Epigenetics in peripheral T-cell lymphoma (PTCL)

Epigenetics is the study of alterations that occur in organisms caused by alterations to gene expression, not by a genetic mutation. Classic examples of epigenetic processes are DNA and histone modification by acetylation/deacetylation and methylation/demethylation. These processes are responsible for the silencing or overexpression of genes, the dysregulation of which can result in the silencing of tumor-suppressor genes and overexpression of proto-oncogenes.

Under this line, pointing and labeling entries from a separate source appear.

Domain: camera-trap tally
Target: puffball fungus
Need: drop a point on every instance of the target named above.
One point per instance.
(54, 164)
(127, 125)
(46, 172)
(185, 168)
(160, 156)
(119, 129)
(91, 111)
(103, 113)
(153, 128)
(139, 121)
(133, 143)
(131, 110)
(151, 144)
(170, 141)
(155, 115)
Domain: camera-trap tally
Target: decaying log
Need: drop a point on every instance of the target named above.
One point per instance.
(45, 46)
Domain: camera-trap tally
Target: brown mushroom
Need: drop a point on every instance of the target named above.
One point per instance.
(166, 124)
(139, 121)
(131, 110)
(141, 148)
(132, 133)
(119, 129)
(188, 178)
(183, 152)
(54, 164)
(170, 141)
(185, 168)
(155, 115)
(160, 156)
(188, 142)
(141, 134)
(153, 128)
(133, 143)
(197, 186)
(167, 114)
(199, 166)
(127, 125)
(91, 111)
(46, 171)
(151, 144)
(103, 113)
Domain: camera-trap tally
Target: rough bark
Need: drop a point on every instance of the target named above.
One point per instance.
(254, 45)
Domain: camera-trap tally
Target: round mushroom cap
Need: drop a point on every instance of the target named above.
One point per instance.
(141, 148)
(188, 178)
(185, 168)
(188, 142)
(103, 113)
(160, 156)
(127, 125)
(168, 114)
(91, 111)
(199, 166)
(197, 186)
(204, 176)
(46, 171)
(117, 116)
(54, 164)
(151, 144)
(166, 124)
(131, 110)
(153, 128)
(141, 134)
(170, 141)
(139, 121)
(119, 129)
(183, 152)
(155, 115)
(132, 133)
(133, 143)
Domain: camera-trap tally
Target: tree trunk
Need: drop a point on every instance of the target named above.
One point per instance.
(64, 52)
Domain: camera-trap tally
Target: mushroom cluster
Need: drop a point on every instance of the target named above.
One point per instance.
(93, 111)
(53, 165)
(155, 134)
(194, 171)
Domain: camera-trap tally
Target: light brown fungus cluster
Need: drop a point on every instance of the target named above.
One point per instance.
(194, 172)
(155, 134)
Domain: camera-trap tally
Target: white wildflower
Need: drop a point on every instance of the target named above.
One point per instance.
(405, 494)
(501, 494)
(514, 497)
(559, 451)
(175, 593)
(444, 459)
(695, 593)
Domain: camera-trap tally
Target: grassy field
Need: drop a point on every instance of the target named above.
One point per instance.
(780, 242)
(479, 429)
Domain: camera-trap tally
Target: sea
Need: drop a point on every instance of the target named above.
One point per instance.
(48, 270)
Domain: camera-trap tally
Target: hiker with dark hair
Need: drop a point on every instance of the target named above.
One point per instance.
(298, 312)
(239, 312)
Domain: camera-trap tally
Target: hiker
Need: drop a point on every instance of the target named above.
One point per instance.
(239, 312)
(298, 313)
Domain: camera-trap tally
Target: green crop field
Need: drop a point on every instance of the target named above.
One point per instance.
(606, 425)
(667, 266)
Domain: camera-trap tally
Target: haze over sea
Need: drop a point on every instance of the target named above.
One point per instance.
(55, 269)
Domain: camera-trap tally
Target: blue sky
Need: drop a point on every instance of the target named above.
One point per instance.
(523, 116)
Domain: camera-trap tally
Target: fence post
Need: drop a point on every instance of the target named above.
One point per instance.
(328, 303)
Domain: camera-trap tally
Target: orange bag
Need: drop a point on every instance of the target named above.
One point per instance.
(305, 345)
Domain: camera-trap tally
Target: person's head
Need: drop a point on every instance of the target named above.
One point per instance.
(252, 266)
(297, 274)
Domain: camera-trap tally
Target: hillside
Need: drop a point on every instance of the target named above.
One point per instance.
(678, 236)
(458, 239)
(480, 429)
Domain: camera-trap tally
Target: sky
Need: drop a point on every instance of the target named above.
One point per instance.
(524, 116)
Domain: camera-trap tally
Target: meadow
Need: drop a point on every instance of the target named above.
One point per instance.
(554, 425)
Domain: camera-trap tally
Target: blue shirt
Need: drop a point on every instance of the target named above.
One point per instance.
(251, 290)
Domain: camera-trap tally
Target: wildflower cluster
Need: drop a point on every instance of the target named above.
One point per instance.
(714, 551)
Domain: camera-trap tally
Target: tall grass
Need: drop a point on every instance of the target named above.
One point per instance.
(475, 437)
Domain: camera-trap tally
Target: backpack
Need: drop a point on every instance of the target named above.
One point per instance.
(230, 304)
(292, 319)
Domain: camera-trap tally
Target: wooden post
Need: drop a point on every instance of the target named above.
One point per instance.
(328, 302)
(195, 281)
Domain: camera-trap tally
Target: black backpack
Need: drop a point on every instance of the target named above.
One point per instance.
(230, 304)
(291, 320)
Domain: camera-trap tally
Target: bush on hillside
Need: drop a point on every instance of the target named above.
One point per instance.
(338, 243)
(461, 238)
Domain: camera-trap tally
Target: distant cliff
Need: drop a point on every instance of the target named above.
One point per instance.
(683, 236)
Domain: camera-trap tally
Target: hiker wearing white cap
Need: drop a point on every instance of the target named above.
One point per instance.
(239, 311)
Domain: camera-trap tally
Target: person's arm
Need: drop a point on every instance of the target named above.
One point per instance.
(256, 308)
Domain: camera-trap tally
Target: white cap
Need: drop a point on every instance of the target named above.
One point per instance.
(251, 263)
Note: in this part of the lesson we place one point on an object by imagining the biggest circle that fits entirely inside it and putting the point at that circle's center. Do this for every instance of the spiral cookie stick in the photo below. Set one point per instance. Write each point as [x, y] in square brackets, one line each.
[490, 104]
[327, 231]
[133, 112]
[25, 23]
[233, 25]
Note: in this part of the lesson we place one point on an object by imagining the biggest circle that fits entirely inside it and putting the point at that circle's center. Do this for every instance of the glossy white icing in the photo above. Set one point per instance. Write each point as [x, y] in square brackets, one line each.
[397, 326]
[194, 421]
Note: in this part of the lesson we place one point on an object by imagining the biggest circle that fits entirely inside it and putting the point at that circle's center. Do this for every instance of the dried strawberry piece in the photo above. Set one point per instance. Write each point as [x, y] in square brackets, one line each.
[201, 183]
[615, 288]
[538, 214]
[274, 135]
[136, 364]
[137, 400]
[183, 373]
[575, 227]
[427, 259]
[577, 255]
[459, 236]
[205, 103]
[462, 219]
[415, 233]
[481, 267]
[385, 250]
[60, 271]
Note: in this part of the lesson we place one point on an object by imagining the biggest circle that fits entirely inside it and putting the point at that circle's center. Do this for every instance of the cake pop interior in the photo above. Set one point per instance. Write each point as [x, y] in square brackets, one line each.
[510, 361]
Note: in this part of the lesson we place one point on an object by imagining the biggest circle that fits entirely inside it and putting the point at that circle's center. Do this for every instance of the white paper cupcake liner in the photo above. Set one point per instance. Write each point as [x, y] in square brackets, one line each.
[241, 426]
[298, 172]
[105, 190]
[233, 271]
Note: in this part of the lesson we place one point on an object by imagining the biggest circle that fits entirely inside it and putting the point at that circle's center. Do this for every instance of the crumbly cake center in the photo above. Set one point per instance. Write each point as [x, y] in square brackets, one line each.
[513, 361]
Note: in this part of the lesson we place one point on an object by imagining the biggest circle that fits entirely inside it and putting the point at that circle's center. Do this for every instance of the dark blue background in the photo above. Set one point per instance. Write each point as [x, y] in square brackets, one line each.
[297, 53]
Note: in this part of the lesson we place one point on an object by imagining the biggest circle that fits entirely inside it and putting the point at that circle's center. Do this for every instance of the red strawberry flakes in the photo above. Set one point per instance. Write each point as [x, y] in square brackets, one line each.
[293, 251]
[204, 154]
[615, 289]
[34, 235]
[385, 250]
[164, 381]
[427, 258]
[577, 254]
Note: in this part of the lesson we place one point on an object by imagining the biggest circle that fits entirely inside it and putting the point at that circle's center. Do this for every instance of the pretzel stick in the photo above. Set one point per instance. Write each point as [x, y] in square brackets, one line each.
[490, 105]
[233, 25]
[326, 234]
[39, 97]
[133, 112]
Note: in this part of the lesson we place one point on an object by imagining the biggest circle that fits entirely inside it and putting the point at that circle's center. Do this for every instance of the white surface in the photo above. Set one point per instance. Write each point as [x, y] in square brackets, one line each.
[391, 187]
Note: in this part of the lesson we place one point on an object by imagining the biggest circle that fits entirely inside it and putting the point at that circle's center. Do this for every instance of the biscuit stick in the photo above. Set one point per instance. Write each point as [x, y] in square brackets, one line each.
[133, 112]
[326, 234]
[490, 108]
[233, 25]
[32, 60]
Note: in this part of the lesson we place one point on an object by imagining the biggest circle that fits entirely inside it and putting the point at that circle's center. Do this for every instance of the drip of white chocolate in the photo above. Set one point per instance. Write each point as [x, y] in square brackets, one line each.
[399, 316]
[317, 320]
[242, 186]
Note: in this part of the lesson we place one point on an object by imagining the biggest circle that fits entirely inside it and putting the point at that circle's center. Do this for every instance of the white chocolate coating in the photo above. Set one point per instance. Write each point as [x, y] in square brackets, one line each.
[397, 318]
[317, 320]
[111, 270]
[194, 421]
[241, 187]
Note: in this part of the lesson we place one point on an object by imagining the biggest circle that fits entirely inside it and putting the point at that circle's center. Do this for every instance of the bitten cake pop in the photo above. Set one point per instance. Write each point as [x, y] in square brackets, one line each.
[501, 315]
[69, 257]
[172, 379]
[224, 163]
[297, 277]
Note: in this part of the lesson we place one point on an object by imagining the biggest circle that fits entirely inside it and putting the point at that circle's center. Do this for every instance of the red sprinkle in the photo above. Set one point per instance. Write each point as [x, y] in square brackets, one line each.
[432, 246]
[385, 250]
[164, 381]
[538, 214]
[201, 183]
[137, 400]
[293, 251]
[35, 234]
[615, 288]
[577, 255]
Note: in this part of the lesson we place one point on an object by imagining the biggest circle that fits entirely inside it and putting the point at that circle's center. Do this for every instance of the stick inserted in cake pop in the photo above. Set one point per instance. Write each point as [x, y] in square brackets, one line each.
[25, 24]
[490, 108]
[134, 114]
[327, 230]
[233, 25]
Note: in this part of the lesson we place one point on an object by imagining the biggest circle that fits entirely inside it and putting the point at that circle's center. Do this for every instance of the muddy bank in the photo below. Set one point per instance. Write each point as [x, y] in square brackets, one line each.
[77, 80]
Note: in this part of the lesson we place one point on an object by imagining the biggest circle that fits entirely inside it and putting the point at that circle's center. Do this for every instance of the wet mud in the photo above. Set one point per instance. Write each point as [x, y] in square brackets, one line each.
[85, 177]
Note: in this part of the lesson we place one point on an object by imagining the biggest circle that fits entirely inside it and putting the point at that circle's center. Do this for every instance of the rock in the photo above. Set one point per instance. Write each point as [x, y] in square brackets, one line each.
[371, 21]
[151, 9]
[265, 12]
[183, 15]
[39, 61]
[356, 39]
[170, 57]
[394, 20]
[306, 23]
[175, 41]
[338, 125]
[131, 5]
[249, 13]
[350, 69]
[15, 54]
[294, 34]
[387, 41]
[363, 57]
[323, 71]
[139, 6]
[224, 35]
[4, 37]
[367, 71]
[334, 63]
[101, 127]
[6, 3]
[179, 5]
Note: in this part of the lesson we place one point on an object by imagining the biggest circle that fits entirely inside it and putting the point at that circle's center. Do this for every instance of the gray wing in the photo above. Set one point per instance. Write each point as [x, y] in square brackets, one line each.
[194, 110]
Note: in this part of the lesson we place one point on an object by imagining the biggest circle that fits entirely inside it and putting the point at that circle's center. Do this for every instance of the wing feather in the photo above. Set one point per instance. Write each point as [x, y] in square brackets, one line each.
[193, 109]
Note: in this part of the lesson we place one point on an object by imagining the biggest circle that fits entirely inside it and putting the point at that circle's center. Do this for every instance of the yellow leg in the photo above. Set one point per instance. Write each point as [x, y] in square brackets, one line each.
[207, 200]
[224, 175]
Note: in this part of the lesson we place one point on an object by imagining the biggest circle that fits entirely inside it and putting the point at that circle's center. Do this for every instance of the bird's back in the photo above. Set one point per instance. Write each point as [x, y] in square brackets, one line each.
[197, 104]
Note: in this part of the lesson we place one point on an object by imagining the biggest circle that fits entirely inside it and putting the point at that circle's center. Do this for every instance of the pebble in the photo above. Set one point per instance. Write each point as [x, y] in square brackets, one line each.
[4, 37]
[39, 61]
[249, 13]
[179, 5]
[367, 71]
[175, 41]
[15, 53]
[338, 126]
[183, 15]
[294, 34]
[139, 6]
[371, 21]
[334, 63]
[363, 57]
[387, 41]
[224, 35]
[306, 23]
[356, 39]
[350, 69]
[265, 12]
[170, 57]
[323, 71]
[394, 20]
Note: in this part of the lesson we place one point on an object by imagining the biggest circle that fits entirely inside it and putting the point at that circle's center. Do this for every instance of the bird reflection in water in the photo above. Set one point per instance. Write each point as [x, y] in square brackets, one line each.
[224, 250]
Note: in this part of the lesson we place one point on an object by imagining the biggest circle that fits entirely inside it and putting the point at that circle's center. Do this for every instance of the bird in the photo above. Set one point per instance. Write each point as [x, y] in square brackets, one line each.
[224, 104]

Epigenetic dysregulation is found in many malignancies and has been the subject of targeted drug development studies. However, translating this into clinical practice for the treatment of hematological malignancies has mainly been limited to patients with acute myeloid leukemia (AML), myelodysplastic syndrome (MDS), multiple myeloma and T-cell lymphoma (TCL) (1). Lorenzo Falchi presented his work on the use of drugs targeting epigenetic dysregulation in peripheral TCL (PTCL) at the International Conference on Malignant Lymphoma (ICML) in June 2019, Lymphoma hub secretariat interviewed him on this subject). Falchi et al., conducted phase I/II trial of the use of oral 5-azacytidine (AZA; a DNA methyltransferase inhibitor) and romidepsin (ROMI; a histone deacetylase inhibitor) for the treatment of newly diagnosed (ND) or relapsed/refractory (R/R) PTCL. The presentation and published abstract (2), covered the phase II portion of the study.

Study design:

• AZA 300mg daily, for the first 14 days
• ROMI 14mg/ms on days 8, 15, 22 and then every 35 days
• Primary outcome was overall response rate (ORR)
• Other endpoints were progression-free survival (PFS) and duration of response (DOR)
• Next-generation sequencing (NSG) was also performed on pre-treatment tumor samples to determine any correlations between epigenetic gene mutations and response
• 25 patients with a median age of 63 were included and were enrolled consecutively

Key findings:

• Of 25 (11 were ND, 14 were R/R) enrolled patients 19 patients were evaluated for response
  • ORR was 68% (13/19) which included the complete response in 42% (8/19)
  • In ND patients, ORR was 75% and CR was 37%
  • In R/R patients, ORR was 64% and CR 45%
  • Of the 11 evaluable patients with angioimmunoblastic T-cell lymphoma (AITL) or Primary cutaneous follicular helper T-cell lymphoma (PTCL-TFH), the only one didn’t respond, and of the responders, six had CR
• In terms of adverse events (AE);
  • 39% had thrombocytopenia
  • 39% had neutropenia
  • 17% lung infection
  • 13% febrile neutropenia
  • Lower grade toxicities included anemia, diarrhea, fatigue, nausea, and vomiting
  • No patients discontinued therapy due to AE
  • Two deaths, one from a progressive disease, one from unknown causes
• At median follow up of 5.8 months, median DOR has not been reached
• Median PFS:
  • Entire population – 7.9 months
  • ND – 7.9 months
  • R/R – not reached
• NGS of pre-treatment tumor samples has identified a possible association between a TET2 gene mutation and response to treatment
  • Often patients carrying a TET2 mutation, nine responded
  • Only one of the three patients with wild-type TET2 responded

Conclusion

The data from this phase II study demonstrates the potential tolerability and utility of targeting epigenetic dysregulation in PTCL. The AZA-ROMI combination treatment was particularly active in the small proportion of patients with AITL and PTCL-TFH in the trial. Falchi et al., also concluded that that TET2 mutation and PTCL disease subtype may predict response.